Copy the contents of the Include directory to ~/.local/bin/blender-2.81/2.81/python/include/python3.7m/ (adapt versions and paths).

Next update:

Broken pip after initializing the virtual environment. Fixable via pip's bootstrap installer:
curl -sS https://bootstrap.pypa.io/get-pip.py | python3

Sources:
https://stackoverflow.com/questions/1534210/use-different-python-version-with-virtualenv
https://blender.stackexchange.com/questions/132278/how-to-make-use-of-custom-external-python-modules-in-blender-or-an-add-on-on-lin

https://blender.stackexchange.com/questions/81740/python-h-missing-in-blender-python 

https://stackoverflow.com/questions/49478573/pip3-install-not-working-no-module-named-pip-vendor-pkg-resources

26/10/2019

IcyBox IB-RD3621U3 RAID1 with Ubuntu 16.04

RAID is not backup, yeah, yeah, yeah…
Still, my laptop is bursting its 512GB SSD and anything is better than my current backup method of randomly distributing copies of important data on external USB drives in various states of health.

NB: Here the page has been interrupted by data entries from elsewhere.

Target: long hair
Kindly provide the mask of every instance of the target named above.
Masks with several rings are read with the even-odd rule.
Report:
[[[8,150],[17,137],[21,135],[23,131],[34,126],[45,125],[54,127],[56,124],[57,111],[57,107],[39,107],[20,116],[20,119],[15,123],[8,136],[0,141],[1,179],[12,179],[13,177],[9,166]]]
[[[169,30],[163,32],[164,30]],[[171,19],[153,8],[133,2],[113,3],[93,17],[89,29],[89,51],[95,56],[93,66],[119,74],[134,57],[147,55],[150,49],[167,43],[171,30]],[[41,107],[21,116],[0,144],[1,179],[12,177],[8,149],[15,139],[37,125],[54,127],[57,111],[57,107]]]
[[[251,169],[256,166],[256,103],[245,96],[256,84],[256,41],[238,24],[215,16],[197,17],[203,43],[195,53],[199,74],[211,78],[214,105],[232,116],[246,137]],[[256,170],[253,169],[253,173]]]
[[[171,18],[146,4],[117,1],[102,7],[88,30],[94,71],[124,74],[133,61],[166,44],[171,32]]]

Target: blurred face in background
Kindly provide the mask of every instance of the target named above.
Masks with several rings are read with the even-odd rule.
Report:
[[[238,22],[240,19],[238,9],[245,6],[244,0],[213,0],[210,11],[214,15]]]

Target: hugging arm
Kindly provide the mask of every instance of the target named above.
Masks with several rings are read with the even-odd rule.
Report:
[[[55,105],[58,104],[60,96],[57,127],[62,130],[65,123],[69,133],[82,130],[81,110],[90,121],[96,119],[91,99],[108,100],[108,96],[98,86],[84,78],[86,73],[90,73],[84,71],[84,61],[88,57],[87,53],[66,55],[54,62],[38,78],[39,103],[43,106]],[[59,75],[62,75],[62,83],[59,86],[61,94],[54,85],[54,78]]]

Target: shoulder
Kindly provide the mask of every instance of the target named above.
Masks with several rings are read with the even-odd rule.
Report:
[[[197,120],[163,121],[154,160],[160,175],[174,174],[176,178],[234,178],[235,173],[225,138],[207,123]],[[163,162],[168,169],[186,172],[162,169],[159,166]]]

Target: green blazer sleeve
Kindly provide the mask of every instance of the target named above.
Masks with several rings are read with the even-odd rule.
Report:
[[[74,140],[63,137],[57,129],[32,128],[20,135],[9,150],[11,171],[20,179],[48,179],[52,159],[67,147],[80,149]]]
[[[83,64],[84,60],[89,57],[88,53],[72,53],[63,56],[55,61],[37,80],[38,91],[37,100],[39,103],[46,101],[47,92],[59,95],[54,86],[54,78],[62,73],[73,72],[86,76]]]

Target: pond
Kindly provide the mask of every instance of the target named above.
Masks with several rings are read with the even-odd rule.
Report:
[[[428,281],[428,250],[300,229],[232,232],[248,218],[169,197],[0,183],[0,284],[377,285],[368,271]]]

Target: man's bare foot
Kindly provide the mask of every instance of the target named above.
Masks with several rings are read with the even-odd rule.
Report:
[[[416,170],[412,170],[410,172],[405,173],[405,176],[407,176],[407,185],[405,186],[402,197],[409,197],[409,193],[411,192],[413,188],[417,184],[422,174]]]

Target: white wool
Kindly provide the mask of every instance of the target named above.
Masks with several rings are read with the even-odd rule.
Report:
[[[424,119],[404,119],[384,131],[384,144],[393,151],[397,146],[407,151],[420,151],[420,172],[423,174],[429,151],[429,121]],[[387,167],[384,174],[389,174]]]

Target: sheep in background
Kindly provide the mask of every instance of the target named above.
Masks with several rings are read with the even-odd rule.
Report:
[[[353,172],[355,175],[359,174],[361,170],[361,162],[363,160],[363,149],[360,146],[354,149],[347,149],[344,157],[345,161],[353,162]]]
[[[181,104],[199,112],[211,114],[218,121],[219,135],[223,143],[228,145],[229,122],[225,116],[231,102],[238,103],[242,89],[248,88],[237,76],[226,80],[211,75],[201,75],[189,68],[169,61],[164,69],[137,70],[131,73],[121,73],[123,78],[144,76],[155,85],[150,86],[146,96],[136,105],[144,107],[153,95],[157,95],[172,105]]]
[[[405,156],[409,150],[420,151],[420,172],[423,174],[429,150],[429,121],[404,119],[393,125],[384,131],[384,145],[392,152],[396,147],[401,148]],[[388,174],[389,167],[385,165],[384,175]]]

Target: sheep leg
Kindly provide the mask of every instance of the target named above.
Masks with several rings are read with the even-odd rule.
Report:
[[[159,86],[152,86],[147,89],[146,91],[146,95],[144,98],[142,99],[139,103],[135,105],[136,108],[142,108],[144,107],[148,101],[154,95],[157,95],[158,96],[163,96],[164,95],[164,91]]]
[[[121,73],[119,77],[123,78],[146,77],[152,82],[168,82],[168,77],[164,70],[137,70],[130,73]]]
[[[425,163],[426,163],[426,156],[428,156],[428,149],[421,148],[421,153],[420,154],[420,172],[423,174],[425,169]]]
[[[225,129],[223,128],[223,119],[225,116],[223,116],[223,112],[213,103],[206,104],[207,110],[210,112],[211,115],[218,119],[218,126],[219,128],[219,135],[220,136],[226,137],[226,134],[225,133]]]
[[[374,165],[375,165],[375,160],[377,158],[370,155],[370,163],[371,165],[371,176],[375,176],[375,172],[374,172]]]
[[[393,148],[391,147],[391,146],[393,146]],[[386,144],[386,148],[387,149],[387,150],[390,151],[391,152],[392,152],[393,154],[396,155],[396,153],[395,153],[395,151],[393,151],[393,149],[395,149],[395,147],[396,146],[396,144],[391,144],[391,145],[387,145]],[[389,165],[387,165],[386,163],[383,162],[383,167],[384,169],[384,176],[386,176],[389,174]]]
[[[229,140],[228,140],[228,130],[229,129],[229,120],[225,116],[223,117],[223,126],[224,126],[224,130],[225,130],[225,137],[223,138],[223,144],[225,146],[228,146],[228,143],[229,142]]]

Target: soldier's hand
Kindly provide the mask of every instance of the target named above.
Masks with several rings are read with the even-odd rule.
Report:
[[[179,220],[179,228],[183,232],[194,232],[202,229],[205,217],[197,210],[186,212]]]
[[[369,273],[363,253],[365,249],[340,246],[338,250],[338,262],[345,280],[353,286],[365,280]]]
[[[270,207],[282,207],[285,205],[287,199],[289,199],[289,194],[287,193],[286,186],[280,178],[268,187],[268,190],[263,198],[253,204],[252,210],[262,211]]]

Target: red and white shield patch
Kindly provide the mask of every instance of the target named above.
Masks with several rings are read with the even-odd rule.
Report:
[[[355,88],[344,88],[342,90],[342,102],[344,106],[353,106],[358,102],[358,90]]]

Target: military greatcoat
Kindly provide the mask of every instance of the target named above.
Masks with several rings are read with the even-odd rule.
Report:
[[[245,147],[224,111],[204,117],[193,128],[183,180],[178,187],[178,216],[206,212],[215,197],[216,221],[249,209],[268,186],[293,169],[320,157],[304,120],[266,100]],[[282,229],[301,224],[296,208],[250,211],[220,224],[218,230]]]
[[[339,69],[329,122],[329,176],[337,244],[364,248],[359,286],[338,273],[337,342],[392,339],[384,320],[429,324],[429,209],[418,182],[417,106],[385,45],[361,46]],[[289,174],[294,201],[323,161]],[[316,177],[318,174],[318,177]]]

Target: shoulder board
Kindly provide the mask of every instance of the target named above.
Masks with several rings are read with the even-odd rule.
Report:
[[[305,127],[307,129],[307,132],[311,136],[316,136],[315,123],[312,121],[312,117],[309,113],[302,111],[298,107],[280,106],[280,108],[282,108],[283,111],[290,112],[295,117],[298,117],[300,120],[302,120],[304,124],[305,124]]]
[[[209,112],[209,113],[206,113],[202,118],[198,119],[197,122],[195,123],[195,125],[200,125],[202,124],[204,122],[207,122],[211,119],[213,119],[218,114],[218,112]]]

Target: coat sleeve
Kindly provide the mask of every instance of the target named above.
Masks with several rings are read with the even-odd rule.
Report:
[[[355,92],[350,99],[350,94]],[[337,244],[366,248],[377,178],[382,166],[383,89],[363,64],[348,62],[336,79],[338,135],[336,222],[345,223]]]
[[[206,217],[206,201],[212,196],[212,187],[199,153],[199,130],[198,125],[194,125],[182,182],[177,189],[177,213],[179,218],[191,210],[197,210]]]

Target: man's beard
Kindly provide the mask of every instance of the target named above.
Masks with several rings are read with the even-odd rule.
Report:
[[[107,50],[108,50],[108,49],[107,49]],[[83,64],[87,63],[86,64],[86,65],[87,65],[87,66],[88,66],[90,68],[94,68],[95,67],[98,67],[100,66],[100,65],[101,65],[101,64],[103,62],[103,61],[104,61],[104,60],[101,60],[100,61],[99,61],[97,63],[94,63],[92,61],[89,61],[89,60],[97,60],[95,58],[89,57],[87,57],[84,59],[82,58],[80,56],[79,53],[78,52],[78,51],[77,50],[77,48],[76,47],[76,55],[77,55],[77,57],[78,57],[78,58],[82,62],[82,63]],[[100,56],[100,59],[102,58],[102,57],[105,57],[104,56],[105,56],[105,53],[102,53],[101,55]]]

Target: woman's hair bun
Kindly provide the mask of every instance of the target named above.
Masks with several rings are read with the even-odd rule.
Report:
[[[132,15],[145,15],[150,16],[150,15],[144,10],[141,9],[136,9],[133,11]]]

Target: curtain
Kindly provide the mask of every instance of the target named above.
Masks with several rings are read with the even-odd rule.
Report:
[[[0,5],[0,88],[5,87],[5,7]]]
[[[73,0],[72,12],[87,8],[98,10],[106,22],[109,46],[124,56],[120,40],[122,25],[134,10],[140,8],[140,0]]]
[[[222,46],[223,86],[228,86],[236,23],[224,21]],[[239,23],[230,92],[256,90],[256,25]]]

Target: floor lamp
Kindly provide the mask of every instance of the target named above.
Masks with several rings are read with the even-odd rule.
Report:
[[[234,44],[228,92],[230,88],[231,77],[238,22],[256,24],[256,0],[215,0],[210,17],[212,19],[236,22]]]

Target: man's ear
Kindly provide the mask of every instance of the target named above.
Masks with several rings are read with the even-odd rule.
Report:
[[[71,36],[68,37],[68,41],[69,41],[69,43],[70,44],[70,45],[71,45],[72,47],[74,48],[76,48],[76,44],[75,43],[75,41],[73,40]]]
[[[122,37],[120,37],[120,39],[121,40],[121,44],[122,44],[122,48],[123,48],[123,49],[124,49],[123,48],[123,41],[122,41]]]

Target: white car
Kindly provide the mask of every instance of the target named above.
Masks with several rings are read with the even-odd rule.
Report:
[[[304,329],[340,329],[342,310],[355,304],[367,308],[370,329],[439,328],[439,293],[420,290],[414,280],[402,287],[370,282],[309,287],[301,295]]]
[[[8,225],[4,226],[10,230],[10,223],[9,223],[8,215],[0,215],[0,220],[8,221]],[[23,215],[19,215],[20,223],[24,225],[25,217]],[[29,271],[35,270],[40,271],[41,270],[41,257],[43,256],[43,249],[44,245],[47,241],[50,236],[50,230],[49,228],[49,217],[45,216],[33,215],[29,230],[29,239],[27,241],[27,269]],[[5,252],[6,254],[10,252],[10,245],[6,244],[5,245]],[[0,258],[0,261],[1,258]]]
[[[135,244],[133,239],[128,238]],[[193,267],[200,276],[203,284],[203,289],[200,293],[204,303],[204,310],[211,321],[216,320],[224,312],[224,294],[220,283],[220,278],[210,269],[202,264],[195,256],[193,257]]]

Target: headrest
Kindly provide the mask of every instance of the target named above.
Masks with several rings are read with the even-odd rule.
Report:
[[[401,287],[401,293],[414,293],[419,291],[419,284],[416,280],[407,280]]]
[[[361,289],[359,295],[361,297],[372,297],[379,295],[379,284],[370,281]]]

I settled on a mid price solution, two 4TB Seagate Barracuda and an IcyBox  IB-RD3621U3 RAID enclosure, for about 250€ in total.  Rsynced to a 4TB WD mobile drive I keep in daily use.
Setup procedure:
  1. S.M.A.R.T. self test. Note: the IcyBox board is not Smart capable. To do a full initial self test on the drives, plug them into a desktop SATA. (smartctl -d sat provides output, but the test will fail)
  2. Disk installation in the drive: note - there are handy stickers 'HDD1' and 'HDD2' in the box. Label your disks to correspond with the HDD1 and 2 labels on the front of the IcyBox.
  3. RAID mode:
    Switch the box off (1). Set the pins under MODE (2) to RAID1. Hold OK (3) pressed, switch the box on (1) and keep holding OK until the LED band at the front has stopped blinking in red (should take about 10 seconds)
     
  4. Connect to a computer. The box should now register as a single drive in GParted, which you can format at will.
  5. Note: GParted via the Dell XPS USB-C dongle hell didn't work too well, failed at creating the partition table.